14.人気ナンバーワン
「刹那さんは『歌ってみた』の草分け的存在だよ」
透き通った少年のような声が、女性とは思えない力強い歌唱が、館内にこだましていた。
「いわゆるベテランってやつか?」
「そうなるよね。彼女は市役所に勤務するかたわら、こうやって精力的に活動しているんだから」
「すごいな。仕事との両立は言うほど簡単じゃないだろうに」
刹那は二足のわらじを履いているとは思えないテクニックだった。
音楽に関心のない才介でもそれくらいわかる。
「私も刹那さんのことはリスペクトしてるよ。すごい苦労人だから」
松岡が自嘲的にふっと笑むのを才介は見逃さなかった。
「『歌ってみた』の中ではすでに人気ナンバーワンだし、下手なプロよりも上手だと思う。今回のオーディションでは優勝候補筆頭だよ」
ふん、くだらねえ。
才介はいつもの口癖を吐き出した。
「松岡には勝算がないのかよ。俺の中ではお前こそが優勝候補筆頭なんだ。刹那がすごいからどうしたって言うんだ。松岡だって十分すごいだろ。お前が刹那をリスペクトするなら、俺は松岡をリスペクトする」
「う、うん。そうだね。ありがと」
松岡の瞳はまだ揺れていた。

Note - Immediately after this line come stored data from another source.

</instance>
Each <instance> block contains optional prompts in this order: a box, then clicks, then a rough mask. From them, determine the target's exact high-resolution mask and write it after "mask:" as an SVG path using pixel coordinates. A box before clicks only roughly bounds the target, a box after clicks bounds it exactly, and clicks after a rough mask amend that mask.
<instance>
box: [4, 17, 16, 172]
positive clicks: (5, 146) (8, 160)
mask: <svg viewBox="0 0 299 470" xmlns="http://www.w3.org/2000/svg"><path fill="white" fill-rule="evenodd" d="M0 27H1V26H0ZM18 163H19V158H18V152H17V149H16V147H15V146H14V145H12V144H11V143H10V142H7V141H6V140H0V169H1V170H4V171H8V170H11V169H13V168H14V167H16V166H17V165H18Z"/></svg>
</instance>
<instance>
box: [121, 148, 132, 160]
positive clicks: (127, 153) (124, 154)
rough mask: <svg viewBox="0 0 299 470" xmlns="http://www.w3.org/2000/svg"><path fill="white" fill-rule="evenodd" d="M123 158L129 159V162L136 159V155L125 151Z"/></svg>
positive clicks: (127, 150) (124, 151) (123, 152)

どうやら迷いは吹っ切れなかったようだ。
それも仕方のないことである。
これほどの実力差は、気合でどうにかなるものではないのだから。
今回のオーディションの内容は、一曲目が課題曲で、二、三曲目は自由曲である。
次曲が始まると、刹那の少年ボイスはなりを潜めた。
その代わりに、大人っぽい艶美な声音が耳膜をくすぐった。
彼女から放たれるエロスが、蠱惑的な顔をのぞかせる。
刹那というボーカルのイメージが書き改められた。
才介と松岡は微動だにせず、彼女の曲に酔いしれていた。
待合室からヘッドフォンをかけた若い女性が出てきたが、二人はそれにも気が付かないほど集中していた。
すごい。曲の世界観が広がる。
関係者ではないはずの才介ですら、鳥肌が立っていた。
三曲目は男性歌手と女性歌手のデュエットソングだ。
動画投稿サイトでは修正が効くため珍しい選曲ではないが、このオーディションは歌声がそのまま、指定された時刻に生配信される。ここでしくじってしまったらかなり痛い。しかしだからこそ、ハイリスクであるが故にハイリターンが待っているのだ。
「この曲の成否で、刹那さんの評価が決まるよ」
唇を噛みしめながら、松岡は祈るようにしてうつむいた。
松岡は成功と失敗のどちらを願っているのだろう。ふとそんな疑問を感じながら、才介も神経を研ぎ澄ませる。